Forget the comparisons of LeBron James to Michael Jordan.
That debate ended last season when James shrunk at the biggest moments of the Miami Heat's loss to the Dallas Mavericks in the NBA Finals.
James can never be considered greater than Jordan — not when he's is already 0-2 in the NBA Finals, while Jordan went 6-0.
I can forgive the 2007 NBA Finals loss, when James, in his Finals debut, and his inferior Cleveland Cavaliers team got swept by Tim Duncan and the San Antonio Spurs, who won their fourth title.
Had James then gone on to win a championship or two, the conversation about him and Jordan could have raged on.
But the Heat's falling to the Mavericks in six games last year ended the argument.
James left Cleveland in 2012 to form a superpower in Miami with fellow All-Star Dwyane Wade and Chris Bosh.
Their supposed reign of terror began with the trio mugging in front of cameras talking about four, five and six championship rings.
James had already tainted his quest to be called the greatest by bailing out on Cleveland and jumping to an easier route to a title.
Then the heavily favored Heat went out an loss in a Finals that basically came down to Dirk Nowitzki's displaying more championship desire and mettle than James.
In 2009-10, James was the league MVP and the Cavaliers had the best record when they lost to the Boston Celtics in the Eastern Conference semifinals.
That was a season after James was the MVP and the Cavs had the best record, but lost to the Orlando Magic in the East finals.
You can't be called the greatest ever if you lose the biggest games to opponents that weren't as good as you.
Having watched Jordan's entire career, I will flat-out state he and his Bulls never lost a single playoff series to an inferior team.
Once Jordan's Bulls finally got over the hump moved past the "Bad Boy" Detroit Pistons in 1991, they reigned with absolute authority as long as he was on the court.
James is in his ninth season. Jordan won the first of three straight NBA titles in his seventh.
The 2012 NBA playoffs are crucial to the legacy James acknowledges won't be complete without championships.
The expectations on him to win this year's title will be greater than ever — especially because of last season's flop.

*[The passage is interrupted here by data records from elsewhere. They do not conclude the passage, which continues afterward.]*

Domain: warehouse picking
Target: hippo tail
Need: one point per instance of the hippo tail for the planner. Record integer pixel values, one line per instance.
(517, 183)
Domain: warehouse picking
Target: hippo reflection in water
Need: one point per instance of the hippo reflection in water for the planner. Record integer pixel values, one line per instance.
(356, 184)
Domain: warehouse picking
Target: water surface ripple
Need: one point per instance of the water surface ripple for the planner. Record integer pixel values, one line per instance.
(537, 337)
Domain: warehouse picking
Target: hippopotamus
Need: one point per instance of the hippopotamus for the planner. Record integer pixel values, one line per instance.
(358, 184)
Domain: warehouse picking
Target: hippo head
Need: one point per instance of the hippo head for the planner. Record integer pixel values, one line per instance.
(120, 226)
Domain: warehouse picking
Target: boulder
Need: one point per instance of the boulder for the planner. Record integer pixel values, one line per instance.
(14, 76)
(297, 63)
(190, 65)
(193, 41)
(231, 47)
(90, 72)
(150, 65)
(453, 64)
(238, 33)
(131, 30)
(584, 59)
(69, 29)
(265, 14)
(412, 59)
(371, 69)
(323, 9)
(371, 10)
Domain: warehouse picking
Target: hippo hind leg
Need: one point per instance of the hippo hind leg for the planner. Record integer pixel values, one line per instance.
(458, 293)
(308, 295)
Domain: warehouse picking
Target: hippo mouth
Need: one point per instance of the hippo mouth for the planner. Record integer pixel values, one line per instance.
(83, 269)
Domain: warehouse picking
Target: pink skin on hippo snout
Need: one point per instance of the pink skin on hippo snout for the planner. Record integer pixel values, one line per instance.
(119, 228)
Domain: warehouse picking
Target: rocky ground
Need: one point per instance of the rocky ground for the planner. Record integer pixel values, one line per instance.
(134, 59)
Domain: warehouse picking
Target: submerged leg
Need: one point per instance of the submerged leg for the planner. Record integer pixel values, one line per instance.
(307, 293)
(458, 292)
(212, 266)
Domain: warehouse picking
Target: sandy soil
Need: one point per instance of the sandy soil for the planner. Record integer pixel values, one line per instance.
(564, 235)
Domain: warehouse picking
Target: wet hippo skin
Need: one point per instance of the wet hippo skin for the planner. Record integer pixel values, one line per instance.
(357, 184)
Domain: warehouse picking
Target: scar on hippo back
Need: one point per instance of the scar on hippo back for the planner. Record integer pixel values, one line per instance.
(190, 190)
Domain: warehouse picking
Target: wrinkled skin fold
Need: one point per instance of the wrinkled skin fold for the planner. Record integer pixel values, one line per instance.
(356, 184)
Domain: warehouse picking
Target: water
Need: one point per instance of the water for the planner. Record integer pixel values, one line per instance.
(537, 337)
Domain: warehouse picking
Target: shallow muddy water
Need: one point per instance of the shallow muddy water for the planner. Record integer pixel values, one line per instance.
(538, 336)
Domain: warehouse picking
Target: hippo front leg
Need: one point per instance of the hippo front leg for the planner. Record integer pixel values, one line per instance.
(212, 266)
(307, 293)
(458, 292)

Remember, we are not talking about James as a Hall of Fame player or even a player who will join whatever becomes the next all-time NBA team.

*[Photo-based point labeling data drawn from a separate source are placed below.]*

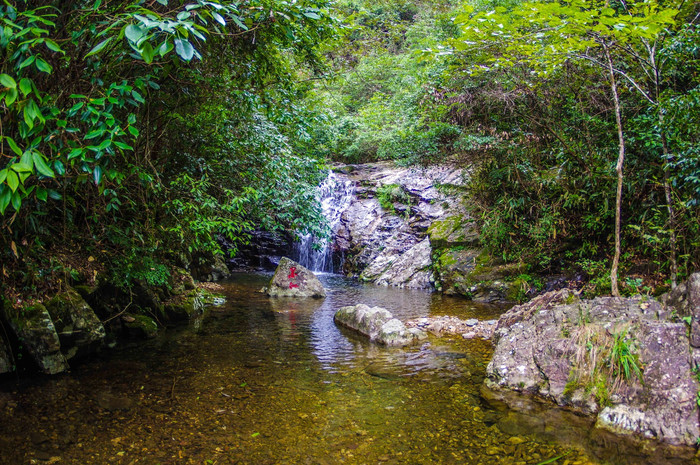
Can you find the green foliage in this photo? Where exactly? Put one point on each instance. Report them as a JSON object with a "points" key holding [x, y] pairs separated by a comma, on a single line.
{"points": [[623, 359], [380, 97], [142, 128], [139, 266], [527, 82]]}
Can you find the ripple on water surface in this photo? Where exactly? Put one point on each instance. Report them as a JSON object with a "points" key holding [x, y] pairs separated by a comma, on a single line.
{"points": [[265, 381]]}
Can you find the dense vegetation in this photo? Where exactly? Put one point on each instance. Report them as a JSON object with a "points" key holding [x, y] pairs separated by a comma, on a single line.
{"points": [[556, 108], [136, 134]]}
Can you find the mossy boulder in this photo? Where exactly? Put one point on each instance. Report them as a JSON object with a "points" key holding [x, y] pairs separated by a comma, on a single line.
{"points": [[452, 268], [33, 326], [452, 231], [293, 280], [181, 281], [139, 326], [185, 306], [79, 329], [475, 274], [378, 324]]}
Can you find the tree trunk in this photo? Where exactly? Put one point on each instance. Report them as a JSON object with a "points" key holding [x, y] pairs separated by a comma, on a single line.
{"points": [[615, 290], [669, 204]]}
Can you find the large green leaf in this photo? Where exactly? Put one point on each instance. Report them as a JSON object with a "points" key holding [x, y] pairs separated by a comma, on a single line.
{"points": [[7, 81], [184, 49], [5, 196], [97, 48], [41, 165], [12, 180]]}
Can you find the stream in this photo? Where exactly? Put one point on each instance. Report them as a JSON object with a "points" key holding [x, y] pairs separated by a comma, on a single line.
{"points": [[274, 381]]}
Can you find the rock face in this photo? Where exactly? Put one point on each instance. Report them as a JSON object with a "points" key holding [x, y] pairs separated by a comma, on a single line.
{"points": [[384, 234], [33, 326], [575, 353], [6, 364], [78, 328], [378, 324], [293, 280]]}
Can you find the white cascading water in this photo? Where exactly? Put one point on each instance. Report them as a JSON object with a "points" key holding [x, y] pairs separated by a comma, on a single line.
{"points": [[335, 195]]}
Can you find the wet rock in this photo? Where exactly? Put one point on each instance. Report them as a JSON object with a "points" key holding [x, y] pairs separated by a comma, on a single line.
{"points": [[390, 246], [453, 231], [33, 326], [79, 329], [378, 324], [112, 402], [139, 326], [38, 438], [212, 269], [559, 348], [451, 325], [409, 269], [181, 281], [684, 300], [185, 306], [293, 280], [6, 362]]}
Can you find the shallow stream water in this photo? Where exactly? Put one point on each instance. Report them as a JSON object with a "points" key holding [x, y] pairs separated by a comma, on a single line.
{"points": [[261, 381]]}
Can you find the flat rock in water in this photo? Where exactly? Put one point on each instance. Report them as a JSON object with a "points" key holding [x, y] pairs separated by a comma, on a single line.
{"points": [[293, 280], [378, 324]]}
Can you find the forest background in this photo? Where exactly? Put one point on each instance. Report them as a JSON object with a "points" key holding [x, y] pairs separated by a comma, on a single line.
{"points": [[136, 135]]}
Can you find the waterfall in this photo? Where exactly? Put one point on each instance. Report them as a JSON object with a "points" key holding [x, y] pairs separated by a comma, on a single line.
{"points": [[335, 195]]}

James is already a lock for both of those honors.
But in every sport, there is a small group of elite names that transcend all others.
It is defined by a combination of extraordinary abilities that led to championships.

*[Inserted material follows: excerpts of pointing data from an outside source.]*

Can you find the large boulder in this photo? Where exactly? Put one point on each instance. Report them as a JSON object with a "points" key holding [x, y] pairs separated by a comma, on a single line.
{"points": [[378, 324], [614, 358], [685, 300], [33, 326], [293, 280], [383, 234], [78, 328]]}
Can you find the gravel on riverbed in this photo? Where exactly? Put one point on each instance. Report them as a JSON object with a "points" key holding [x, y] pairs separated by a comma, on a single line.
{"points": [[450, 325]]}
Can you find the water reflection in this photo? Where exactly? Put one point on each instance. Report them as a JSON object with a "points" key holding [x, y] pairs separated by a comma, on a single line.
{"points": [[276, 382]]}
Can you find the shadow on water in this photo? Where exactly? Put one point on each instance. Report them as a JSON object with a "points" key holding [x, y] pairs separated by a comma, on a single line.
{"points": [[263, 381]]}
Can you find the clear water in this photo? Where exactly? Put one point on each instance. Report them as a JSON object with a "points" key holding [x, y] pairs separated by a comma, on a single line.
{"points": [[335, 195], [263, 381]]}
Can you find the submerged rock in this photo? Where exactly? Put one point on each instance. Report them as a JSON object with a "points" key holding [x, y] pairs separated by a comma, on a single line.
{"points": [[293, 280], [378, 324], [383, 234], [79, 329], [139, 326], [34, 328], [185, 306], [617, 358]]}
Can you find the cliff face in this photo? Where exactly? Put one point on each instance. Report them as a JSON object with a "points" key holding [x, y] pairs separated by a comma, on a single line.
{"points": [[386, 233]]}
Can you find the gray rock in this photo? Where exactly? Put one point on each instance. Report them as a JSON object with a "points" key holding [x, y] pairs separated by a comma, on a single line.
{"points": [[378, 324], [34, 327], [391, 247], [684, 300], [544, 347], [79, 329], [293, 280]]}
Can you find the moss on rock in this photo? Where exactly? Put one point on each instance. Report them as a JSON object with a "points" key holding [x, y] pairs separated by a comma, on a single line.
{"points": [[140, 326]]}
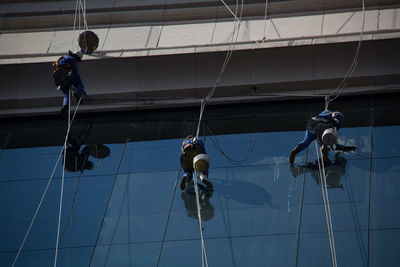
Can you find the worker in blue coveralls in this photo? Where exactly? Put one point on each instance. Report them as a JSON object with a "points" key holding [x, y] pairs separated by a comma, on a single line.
{"points": [[66, 75], [191, 147], [318, 124], [77, 160]]}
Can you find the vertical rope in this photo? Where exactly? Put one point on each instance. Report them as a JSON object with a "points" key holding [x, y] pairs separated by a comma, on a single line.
{"points": [[327, 211], [204, 261], [265, 21], [62, 182], [353, 65], [45, 191]]}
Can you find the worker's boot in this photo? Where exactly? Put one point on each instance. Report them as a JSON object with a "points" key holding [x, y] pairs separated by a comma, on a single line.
{"points": [[325, 154], [293, 154], [203, 178], [184, 182], [64, 110]]}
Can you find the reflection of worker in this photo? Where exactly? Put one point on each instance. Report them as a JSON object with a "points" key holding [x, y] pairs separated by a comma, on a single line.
{"points": [[206, 208], [318, 124], [333, 171], [191, 147], [77, 159], [66, 75]]}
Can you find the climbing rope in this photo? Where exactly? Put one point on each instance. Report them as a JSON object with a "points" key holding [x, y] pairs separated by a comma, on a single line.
{"points": [[46, 189], [325, 198], [78, 8], [353, 65], [216, 144], [265, 21], [225, 64], [204, 261]]}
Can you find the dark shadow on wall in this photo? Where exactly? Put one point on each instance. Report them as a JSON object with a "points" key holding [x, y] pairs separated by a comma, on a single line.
{"points": [[333, 171]]}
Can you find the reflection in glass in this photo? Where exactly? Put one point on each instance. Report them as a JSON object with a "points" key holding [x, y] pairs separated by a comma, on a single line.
{"points": [[206, 208], [333, 171], [79, 149]]}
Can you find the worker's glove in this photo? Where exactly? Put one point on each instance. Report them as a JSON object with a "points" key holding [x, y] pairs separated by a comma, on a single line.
{"points": [[348, 148]]}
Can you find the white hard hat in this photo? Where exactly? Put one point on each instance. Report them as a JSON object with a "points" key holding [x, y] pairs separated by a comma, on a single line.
{"points": [[79, 54]]}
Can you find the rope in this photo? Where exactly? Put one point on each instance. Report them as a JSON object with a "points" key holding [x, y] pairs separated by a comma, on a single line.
{"points": [[108, 203], [265, 21], [237, 19], [169, 216], [62, 182], [224, 65], [250, 148], [204, 261], [353, 65], [46, 189], [327, 210]]}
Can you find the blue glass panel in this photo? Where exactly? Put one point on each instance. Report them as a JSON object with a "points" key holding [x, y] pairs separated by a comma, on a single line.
{"points": [[38, 163], [386, 141], [152, 156], [347, 180], [32, 163], [246, 201], [345, 216], [351, 249], [142, 193], [43, 234], [385, 198], [277, 250], [78, 257], [384, 248], [134, 228], [20, 199], [141, 254], [269, 148], [105, 166]]}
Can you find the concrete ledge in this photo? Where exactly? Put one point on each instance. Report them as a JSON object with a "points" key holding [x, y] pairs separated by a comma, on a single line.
{"points": [[34, 47]]}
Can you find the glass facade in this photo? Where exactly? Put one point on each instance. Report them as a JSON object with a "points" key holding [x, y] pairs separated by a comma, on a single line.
{"points": [[125, 208]]}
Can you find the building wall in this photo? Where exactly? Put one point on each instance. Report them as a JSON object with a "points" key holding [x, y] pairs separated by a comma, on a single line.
{"points": [[129, 210]]}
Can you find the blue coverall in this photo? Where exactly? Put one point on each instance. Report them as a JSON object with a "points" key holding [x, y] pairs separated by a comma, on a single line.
{"points": [[189, 172], [309, 136], [69, 62]]}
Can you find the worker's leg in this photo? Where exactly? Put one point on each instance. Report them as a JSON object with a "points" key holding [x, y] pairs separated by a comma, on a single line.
{"points": [[204, 177], [308, 138], [187, 176], [65, 91]]}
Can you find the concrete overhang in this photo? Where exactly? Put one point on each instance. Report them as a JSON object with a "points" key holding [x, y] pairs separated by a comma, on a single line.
{"points": [[300, 55]]}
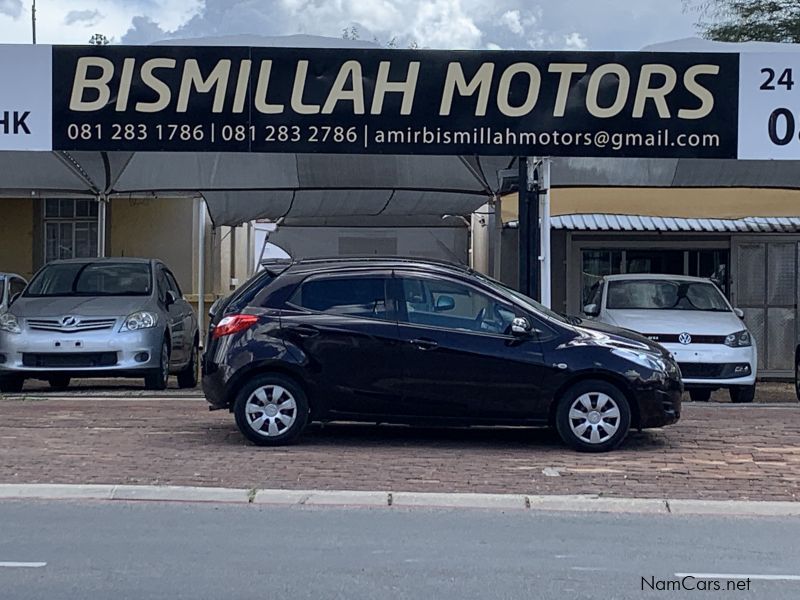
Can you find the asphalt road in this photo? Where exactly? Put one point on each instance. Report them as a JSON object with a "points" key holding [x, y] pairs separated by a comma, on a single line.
{"points": [[143, 551]]}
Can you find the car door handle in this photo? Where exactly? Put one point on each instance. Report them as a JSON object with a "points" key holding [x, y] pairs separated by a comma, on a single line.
{"points": [[306, 330], [424, 344]]}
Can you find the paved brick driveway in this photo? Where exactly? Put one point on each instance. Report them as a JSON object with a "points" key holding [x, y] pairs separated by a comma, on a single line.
{"points": [[716, 451]]}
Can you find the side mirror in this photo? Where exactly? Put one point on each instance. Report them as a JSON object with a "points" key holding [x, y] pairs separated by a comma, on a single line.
{"points": [[591, 310], [444, 303], [520, 326]]}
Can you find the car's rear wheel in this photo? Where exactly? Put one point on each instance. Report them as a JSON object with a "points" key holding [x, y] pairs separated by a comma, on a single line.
{"points": [[59, 382], [187, 378], [11, 384], [593, 416], [742, 394], [158, 378], [700, 395], [271, 410]]}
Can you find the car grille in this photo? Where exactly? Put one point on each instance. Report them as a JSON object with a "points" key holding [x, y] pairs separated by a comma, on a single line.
{"points": [[713, 370], [80, 325], [672, 338], [74, 360]]}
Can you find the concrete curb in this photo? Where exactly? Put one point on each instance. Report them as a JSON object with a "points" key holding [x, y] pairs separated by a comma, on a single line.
{"points": [[403, 500]]}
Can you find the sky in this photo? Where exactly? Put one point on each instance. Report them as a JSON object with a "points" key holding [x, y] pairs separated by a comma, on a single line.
{"points": [[448, 24]]}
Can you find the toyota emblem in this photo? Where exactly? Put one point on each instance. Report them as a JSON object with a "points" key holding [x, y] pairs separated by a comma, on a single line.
{"points": [[69, 321]]}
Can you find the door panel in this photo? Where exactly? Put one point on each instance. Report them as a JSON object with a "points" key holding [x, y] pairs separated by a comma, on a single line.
{"points": [[346, 335], [456, 365]]}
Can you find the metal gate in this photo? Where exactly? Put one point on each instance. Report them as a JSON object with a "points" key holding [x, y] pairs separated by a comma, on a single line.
{"points": [[764, 284]]}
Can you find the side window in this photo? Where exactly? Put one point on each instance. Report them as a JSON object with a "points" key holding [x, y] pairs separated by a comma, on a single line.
{"points": [[453, 305], [163, 285], [173, 284], [351, 296], [16, 287], [596, 295]]}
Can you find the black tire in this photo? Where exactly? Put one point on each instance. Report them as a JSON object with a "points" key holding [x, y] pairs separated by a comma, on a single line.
{"points": [[742, 394], [187, 377], [157, 379], [700, 395], [797, 376], [11, 384], [593, 388], [285, 436], [59, 382]]}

You can't just have one or the other. It must be both.
For example, Robert Horry doesn't get in, because he rode the coattails of others to seven titles among the Houston Rockets, Los Angeles Lakers and San Antonio Spurs.
Karl Malone doesn't make it, because he has no championships, despite being second on the all-time scoring list and winning two MVP awards.
Forget trying to compare James to Jordan; right now, James' lack of titles doesn't allow him to be placed in the same category with Magic Johnson (five NBA titles), Larry Bird (three titles), Bill Russell (11) or Wilt Chamberlain (two).
If Philadelphia can put aside its hatred for a moment, it's clear that James isn't even the most likely candidate for the pantheon from this current generation of players.
Kobe Bryant will claim his sixth title if the Los Angeles Lakers win the championship.
Bryant is already fifth on the all-time scoring list and may well pass Jordan into third before he is done.
Bryant won his first three titles with Shaquille O'Neal.
When O'Neal was traded and the Lakers were left bare, Bryant didn't leave town via free agency but instead embraced the challenge of building another dynasty with him as the unquestioned centerpiece.
In the 2008-09 and 2009-10 seasons when James was league MVP, Bryant was Finals MVP as the Lakers won consecutive titles.
That's the work of an all-time elite.
It's not that isn't still time for James, who is only 27, to carve out an all-time legacy.
But he must win multiple titles, at least three or four, and it must start now.
Each season that he fails to get that first ring simply increases the belief that, despite his enormous talent, he is not of championship stock.
What kind of legacy hit does James take if, instead of him, three-time scoring champion Kevin Durant, of Oklahoma City, or reigning MVP Derrick Rose, of the Chicago Bulls, comes out of these playoffs with their first ring?
What would it say about James if it the Heat wins, but it is Wade who claims his second NBA Finals MVP, because he was clearly the catalyst?
Wouldn't that make James just like Alex Rodriguez, who got his only World Series ring by riding in the back seat with the New York Yankees?
Right now, James is little more than Allen Iverson — a great showman with nothing but a high school championship.
So, James can never be considered the greatest player of all time.
He hasn't established himself as the greatest player of his era.
If he doesn't win the NBA title this season, it becomes questionable whether he ever will be able to legitimately sit among the NBA's all-time greats.